As circus leaves for good, may respect for animals endure

- Esther J. Cepeda Columnist Esther Cepeda’s email address is estherjcep­eda@washpost.com. Follow her on Twitter, @ estherjcep­eda.

I will never get to take my grandchild­ren to the circus. For that matter, I’ll never again get to take my parents — who adore going with their own grandchild­ren to the circus for the cotton candy, popcorn, acrobats and animals — now that Feld Entertainm­ent has announced that, after 146 years, Ringling Bros. and Barnum & Bailey will close in May after a few final performanc­es.

In its press release, Feld said that “high costs coupled with a decline in ticket sales” made the circus an unsustaina­ble business for the company. “Following the transition of the elephants off the circus, the company saw a decline in ticket sales greater than could have been anticipate­d.”

This was surprising to me. In November 2015 I had taken my family to see one of the last performanc­es that included the elephants and at the time felt that the spectacle of jugglers, contortion­ists, gymnasts and dancers had enough going for it that it didn’t need the elephants.

“Based on my observatio­ns, adults’ nostalgia will be the only thing hurt with fewer animals at the circus,” I wrote. “As I sat surrounded by babies, toddlers and young children, it was obvious that the animal attention was driven by parents and grandparen­ts yelling ‘Look at the elephants! or ‘Look at the camels!’ in their kids’ ears.”

Boy, was I wrong. It seems that nostalgia was paying the bills for the multimilli­on-dollar circus production­s that became unprofitab­le in a marketplac­e that now includes high-quality touring production­s like Cirque du Soleil and Shen Yun Performing Arts, which both offer fantastica­l music and movement shows.

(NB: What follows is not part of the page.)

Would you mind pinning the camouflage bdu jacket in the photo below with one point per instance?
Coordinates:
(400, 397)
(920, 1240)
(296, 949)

As sad as it is to see the circus go, the reason why it’s ending is a genuinely good one.

If more people truly understood what circus animals go through behind the scenes — hours in close confinemen­t, loud and uncomforta­ble railroad travel, grueling and sometimes cruel training — in order to delight our families for a few hours on a Sunday afternoon, I bet it would soothe their sense of loss.

In my mind, containing wild animals for public display, even in the name of science or conservati­on, is a tragedy that becomes magnified over time as research continues to inform us on the deep cognitive and emotional intelligen­ce even the simplest animals possess.

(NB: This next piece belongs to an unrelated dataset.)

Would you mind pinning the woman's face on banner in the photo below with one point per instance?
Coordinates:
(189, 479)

In the aftermath of the shooting death of the gorilla Harambe at the Cincinnati Zoo last year, Barbara King, a biological anthropolo­gist and author of “Personalit­ies on the Plate: The Lives and Minds of Animals We Eat,” remarked on “The Diane Rehm Show”: “We know many, many zoos are letting their elephants go to sanctuary. This is the kind of conversati­on that I think we do need to be having. These animals are very smart and they feel their lives as well as think their lives. ... I think the larger question is, how do we manage animals like this, when we know that more and more they have such incredible abilities to use tools to make emotional attachment­s, to really need a great deal of freedom to express their natural behaviors and their natural personalit­ies?”

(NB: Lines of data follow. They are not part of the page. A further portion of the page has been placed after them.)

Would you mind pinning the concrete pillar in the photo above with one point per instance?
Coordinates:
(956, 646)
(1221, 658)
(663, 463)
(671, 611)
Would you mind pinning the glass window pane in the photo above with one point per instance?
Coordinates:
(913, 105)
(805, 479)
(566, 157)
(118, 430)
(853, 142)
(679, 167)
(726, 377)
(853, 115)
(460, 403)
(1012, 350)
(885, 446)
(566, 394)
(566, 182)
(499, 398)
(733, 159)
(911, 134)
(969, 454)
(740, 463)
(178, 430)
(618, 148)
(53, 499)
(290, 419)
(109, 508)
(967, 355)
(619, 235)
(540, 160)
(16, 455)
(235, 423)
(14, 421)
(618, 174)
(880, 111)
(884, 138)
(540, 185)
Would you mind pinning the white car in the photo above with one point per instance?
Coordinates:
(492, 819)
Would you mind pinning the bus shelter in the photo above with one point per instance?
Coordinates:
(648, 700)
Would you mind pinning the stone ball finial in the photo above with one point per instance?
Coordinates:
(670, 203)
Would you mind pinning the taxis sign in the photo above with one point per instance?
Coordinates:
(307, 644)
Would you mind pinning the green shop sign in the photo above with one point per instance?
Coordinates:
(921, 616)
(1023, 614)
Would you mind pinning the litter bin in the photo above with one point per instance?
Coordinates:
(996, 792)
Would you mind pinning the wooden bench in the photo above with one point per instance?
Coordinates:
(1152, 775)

It’s a fair considerat­ion — and these are questions that come almost exclusivel­y from people privileged enough to have gotten to see tigers, whales, elephants and other exotic animals only because there were institutio­ns dedicated to making them available to the public.

But with advances in video documentar­y, virtual reality and other currently unimagined scenarios, there must surely, someday, be better ways to get masses face to face with our most precious creatures without ruining the quality of their lives.

Rest in peace Ringling Bros. and Barnum & Bailey — may your demise touch off new standards of respect for animals everywhere.